Exhibit (a)(1)(ii)
Supplement No. 1 to the Offer to Purchase
Up to 2.5% of the Issued and Outstanding Shares of Common Stock
of
BlackRock Enhanced Large Cap Core Fund, Inc.
at
98% of Net Asset Value Per Share
by
BlackRock Enhanced Large Cap Core Fund, Inc.
in Exchange for Cash
THE OFFER TO PURCHASE WILL EXPIRE AT 5:00 P.M., EASTERN TIME,
ON FEBRUARY 21, 2025, UNLESS THE OFFER IS EXTENDED.

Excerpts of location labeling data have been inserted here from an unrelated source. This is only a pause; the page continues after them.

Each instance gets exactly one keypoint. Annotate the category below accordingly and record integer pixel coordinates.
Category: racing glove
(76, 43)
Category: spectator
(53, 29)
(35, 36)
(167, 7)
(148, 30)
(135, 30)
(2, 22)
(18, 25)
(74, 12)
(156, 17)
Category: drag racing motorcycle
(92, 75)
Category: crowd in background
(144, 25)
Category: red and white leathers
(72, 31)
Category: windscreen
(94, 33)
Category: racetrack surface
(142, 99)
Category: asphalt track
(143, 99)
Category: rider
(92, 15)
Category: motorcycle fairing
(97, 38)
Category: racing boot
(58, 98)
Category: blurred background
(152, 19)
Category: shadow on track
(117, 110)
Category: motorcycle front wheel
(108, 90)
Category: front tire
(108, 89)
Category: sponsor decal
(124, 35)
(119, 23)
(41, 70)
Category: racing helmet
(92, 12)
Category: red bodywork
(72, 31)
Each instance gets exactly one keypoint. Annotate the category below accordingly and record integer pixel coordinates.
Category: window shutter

To the Common Stockholders of BlackRock Enhanced Large Cap Core Fund, Inc.:
This Supplement No. 1 (this “Supplement”) hereby supplements and amends the information previously provided in the Offer to Purchase, dated January 22, 2025 (the “Original Offer to Purchase” and, together with this Supplement, as the same may be further amended or supplemented from time to time, the “Offer to Purchase”), and the related Letter of Transmittal of BlackRock Enhanced Large Cap Core Fund, Inc. (the “Fund”). This Supplement should be read in conjunction with the Original Offer to Purchase. To the extent there are any conflicts between the information in this Supplement and the information in the Original Offer to Purchase, the information in this Supplement hereby replaces and supersedes such information. All capitalized terms used but not defined herein shall have the meanings ascribed to them in the Original Offer to Purchase.

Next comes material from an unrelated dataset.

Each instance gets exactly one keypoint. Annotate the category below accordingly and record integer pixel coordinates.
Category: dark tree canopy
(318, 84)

On January 20, 2025, the Fund and BlackRock Advisors, LLC (the “Investment Advisor”) entered into a standstill agreement (the “Saba Standstill Agreement”) with Saba Capital Management, L.P. (“Saba”). During the effective period of the Saba Standstill Agreement, Saba, the Fund and the Investment Advisor agreed to be bound by the terms of such agreement, which include an agreement by Saba to (1) abide by certain customary standstill covenants and (2) vote its Shares, if any, in accordance with the recommendation of the Fund’s Board on all matters submitted to stockholders. The Saba Standstill Agreement will remain in effect until the day following completion of the Fund’s 2027 annual meeting of stockholders or August 31, 2027, whichever is earlier, unless the agreement is terminated earlier by the parties. A copy of the Saba Standstill Agreement is included as an exhibit to the Fund’s Schedule TO for this Offer.

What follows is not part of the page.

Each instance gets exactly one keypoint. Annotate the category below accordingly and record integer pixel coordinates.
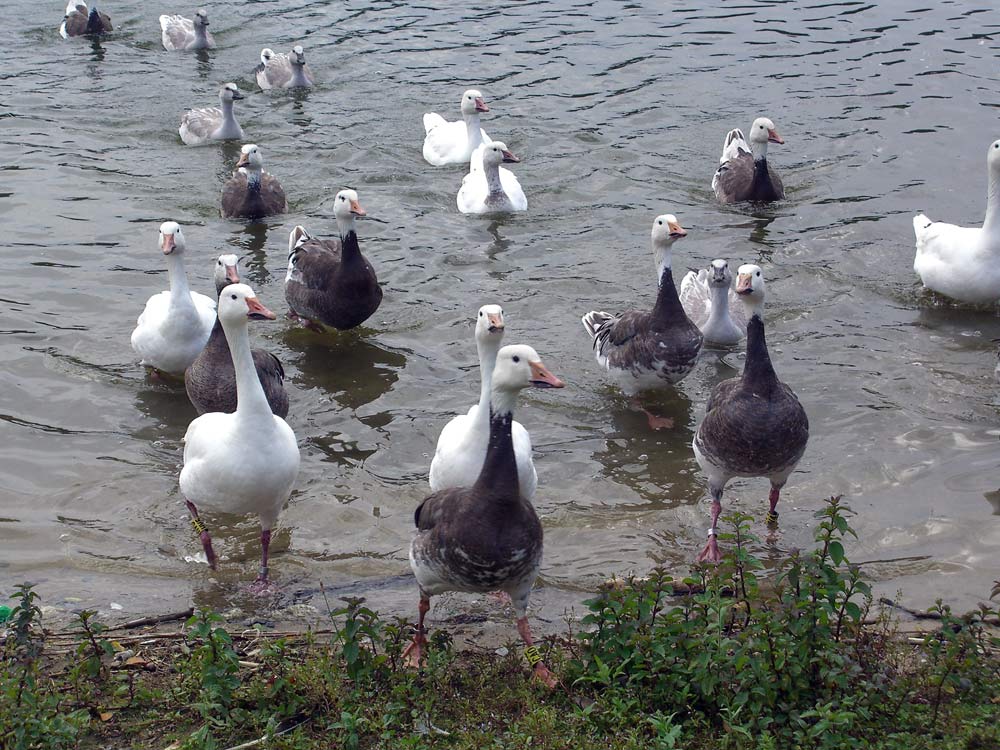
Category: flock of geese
(478, 531)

Accordingly, Section 11, “Interests of Directors and Officers; Transactions and Arrangements Concerning the Shares” in the Original Offer to Purchase is hereby amended to reflect the Fund’s entry into the Saba Standstill Agreement. Except for the foregoing amendment, all other terms of the Offer, as described in the Original Offer to Purchase and related Letter of Transmittal, remain the same.
If you have any questions, please refer to the Original Offer to Purchase and related Letter of Transmittal or contact Georgeson LLC, the Information Agent for this Offer, toll free at the number disclosed in the Fund’s Original Offer to Purchase.
BLACKROCK ENHANCED LARGE CAP CORE FUND, INC.